First, the rate publication convention should be uniform. Currently some operators publish a clean rate with everything bundled, some publish a low rate that does not include obvious items (fuel, chef, dockage). A standardised rate-disclosure format (similar to MYBA's weekly-charter format) would let charter clients comparison-shop.
Second, the Formentera anchoring fee structure should be standardised across operators. Currently some include, some break out, some include for guests but not for the permit cost. A single line-item convention would clarify the market.

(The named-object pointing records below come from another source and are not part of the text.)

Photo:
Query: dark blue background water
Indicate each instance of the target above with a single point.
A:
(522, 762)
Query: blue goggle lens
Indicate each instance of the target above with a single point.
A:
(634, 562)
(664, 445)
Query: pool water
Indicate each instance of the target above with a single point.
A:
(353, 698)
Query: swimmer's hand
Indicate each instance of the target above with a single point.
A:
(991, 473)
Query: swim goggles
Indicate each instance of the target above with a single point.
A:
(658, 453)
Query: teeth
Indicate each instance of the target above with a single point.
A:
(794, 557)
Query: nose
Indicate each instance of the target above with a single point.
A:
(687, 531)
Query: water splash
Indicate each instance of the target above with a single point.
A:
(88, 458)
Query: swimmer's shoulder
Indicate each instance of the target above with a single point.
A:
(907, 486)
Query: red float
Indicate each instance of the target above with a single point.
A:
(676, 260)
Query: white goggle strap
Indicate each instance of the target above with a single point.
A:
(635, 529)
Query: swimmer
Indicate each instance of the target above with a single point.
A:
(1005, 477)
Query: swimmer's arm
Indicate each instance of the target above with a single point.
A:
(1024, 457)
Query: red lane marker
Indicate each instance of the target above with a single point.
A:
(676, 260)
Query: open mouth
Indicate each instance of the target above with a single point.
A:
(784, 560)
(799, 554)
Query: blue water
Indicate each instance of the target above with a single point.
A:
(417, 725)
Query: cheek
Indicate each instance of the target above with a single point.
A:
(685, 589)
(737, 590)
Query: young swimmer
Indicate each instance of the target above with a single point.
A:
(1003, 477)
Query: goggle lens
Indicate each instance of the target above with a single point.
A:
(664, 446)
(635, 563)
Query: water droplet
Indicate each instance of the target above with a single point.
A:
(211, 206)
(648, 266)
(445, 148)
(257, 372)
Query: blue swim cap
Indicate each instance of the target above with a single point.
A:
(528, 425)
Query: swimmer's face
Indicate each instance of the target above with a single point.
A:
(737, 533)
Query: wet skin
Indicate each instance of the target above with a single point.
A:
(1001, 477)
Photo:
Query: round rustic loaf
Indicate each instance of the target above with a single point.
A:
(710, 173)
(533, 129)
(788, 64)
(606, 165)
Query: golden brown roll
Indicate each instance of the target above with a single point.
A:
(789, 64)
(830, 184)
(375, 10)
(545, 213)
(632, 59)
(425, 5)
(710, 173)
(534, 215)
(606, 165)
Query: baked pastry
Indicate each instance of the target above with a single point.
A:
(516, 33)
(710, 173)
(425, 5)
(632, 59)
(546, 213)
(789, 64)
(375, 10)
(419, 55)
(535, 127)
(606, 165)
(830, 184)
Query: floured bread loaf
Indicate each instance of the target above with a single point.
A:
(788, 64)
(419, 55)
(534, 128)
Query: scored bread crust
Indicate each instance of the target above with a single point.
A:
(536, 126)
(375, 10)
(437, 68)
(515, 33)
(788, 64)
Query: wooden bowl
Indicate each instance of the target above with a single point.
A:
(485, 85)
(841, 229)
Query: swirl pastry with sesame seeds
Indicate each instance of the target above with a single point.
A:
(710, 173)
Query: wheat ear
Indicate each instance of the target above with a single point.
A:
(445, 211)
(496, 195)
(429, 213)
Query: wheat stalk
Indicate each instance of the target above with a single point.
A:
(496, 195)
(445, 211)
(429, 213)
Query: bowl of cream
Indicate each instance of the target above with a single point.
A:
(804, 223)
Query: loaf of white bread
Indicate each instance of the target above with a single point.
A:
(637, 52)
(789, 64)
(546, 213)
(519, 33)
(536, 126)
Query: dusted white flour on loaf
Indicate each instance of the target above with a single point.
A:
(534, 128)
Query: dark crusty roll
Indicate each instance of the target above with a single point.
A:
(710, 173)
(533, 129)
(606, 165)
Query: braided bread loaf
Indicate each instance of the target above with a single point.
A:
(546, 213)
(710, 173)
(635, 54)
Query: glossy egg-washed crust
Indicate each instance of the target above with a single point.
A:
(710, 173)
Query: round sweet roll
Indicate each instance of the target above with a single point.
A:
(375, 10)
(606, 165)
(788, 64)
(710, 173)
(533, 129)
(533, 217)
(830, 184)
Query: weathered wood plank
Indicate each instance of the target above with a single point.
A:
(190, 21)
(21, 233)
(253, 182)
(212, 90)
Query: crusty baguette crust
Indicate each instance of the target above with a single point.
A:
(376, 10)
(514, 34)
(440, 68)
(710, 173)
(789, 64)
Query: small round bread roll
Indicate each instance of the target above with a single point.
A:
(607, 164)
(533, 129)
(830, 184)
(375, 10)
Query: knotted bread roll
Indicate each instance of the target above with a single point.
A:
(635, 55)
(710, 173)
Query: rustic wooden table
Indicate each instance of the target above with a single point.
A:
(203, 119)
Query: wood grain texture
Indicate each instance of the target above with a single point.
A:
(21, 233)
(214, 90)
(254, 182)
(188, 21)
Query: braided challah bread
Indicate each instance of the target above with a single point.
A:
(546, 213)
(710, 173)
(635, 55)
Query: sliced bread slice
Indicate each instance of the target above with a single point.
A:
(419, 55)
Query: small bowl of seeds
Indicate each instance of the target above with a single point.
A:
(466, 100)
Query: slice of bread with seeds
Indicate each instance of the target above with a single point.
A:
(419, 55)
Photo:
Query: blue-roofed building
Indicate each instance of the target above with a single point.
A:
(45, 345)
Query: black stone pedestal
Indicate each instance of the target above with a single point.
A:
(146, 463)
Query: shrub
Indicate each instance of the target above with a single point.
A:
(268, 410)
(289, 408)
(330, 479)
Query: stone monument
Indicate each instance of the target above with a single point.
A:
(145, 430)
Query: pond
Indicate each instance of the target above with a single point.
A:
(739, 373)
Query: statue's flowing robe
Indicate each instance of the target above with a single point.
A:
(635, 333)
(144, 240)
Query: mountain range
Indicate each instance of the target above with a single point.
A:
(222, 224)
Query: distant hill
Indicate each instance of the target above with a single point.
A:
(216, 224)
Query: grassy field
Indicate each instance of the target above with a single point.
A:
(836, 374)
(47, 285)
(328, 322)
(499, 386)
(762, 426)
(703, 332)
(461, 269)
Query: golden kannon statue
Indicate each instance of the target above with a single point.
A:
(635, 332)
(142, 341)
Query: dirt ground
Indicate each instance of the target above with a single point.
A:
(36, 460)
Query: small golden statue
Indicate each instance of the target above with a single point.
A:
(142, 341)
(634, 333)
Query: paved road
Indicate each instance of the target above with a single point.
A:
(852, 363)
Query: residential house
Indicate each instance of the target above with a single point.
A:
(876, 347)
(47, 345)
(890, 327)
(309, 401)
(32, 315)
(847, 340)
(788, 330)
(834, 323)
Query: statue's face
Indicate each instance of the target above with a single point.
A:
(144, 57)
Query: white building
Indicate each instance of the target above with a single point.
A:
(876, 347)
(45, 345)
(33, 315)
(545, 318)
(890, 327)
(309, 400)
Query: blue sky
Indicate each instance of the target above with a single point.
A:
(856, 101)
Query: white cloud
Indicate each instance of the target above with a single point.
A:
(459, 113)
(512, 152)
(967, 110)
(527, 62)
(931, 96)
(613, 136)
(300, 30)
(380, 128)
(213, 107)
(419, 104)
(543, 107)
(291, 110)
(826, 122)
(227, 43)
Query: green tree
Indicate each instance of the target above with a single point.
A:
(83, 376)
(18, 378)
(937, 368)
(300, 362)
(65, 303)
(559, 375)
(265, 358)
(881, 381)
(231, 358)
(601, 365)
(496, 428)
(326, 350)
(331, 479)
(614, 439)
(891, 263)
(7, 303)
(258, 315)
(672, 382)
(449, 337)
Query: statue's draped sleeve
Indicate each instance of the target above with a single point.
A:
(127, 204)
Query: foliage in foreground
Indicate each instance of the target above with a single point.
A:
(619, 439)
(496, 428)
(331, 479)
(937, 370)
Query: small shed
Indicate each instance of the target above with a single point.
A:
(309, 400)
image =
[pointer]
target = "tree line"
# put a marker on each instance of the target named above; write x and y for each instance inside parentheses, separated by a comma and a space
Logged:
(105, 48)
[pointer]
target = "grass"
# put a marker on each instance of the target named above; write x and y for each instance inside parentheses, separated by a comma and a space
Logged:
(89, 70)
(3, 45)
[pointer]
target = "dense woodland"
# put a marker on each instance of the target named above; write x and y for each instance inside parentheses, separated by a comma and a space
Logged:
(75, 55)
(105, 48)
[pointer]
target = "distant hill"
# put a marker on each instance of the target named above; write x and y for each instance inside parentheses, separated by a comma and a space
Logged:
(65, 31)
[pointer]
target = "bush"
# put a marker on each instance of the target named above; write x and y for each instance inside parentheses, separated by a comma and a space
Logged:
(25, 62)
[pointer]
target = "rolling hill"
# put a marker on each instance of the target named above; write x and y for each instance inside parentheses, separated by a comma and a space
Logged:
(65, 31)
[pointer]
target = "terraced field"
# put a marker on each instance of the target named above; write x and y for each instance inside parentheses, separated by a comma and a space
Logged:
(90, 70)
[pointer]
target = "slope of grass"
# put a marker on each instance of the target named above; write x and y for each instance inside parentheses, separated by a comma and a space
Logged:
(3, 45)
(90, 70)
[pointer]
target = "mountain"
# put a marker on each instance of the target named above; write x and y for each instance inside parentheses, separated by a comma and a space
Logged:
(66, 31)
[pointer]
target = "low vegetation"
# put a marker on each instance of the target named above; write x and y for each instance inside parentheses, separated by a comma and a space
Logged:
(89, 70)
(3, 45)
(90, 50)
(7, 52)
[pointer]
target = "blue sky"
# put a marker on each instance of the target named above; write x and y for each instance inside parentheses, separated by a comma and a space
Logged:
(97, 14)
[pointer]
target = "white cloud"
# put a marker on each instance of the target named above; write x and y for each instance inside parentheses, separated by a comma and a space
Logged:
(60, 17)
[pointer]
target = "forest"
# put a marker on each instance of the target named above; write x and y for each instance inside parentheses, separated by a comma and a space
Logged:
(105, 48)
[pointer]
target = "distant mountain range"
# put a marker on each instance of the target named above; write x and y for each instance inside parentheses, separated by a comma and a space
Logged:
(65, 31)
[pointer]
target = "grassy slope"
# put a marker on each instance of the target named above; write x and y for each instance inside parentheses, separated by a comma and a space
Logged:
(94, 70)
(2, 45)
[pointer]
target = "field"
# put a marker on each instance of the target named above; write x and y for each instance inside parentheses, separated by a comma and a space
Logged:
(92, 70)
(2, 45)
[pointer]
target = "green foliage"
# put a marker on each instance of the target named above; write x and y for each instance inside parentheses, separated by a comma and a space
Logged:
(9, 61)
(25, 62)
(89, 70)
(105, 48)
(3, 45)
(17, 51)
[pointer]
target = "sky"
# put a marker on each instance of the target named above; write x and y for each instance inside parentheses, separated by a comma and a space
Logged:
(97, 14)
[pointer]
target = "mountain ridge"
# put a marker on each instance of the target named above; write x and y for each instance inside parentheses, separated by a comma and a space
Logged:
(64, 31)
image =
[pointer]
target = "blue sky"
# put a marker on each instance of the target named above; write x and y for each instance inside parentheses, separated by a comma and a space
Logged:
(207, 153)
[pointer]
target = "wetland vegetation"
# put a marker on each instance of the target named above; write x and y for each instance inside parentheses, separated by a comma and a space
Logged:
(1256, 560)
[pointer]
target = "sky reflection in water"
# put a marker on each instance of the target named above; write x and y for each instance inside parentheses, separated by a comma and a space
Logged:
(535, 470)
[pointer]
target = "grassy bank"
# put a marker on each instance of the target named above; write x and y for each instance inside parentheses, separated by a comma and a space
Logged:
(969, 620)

Third, the weekend-premium pricing is opaque. Most operators do not publish the weekend rate separately. The booking conversation reveals it only after you have asked for a specific Saturday. The rate should be published by day of week.
Passed on
The "all-inclusive Formentera party day" packages at €350 per person for groups of 12 to 20. The yacht is shared, the bar is open, the lunch is at a beach club that has a deal with the operator. The numbers are not a saving for what you get.
The "luxury Ibiza tour with sunset" listings at €5,500 a day for a 24m yacht. The rate is too low. Read the fine print. The fuel is not included, the chef is not included, the marina is not included. By the time you have the yacht in the water with everything you expected, you are at €8,000.
How to use this rate curve
If a quote sits inside the band above, the operator is pricing the market. If it sits 30%+ above the band, the operator is testing you, and a broker will get you the same boat for less. If it sits 30%+ below the band, something is being left out of the quote (the most common omissions are fuel, chef, and the Formentera permit). Ask for a full line-itemised quote before paying a deposit.
FAQ
What does a 24m motor yacht cost for a day in Ibiza? €7,500 to €9,500 in peak, including crew, chef, and fuel. Shoulder months 20-30% lower.
Is the day rate negotiable? On mid-week dates in shoulder season, yes, modestly. On weekend dates in peak, no. The top operators do not discount peak weekends.
Do I tip on top of the day rate? Yes. 10% to 15% of the day rate is the convention. Cash at end of charter. The captain distributes to the crew.
What is the Formentera anchoring fee? €25 to €60 per yacht per visit, plus the operator's annual permit amortisation. Usually included in the day rate by licensed operators.
Are the published rates negotiable through a broker? The broker is paid by the operator, not by you. The broker does not lower your rate by giving up commission. The broker does sometimes secure a better boat for the same money or a guaranteed Beso Beach lunch table.
What is the cancellation policy? Operators typically charge 50% on cancellation 14 days out, 100% on cancellation within 48 hours. Weather cancellation policies vary: some operators refund 100% on a captain-called weather cancellation, some refund only the unused portion. Read the contract.
Does the rate change if I book through a hotel concierge? The hotel concierge typically books through the same broker layer and the rate is the same. Some hotels add a 5% to 10% concierge fee on top. Ask.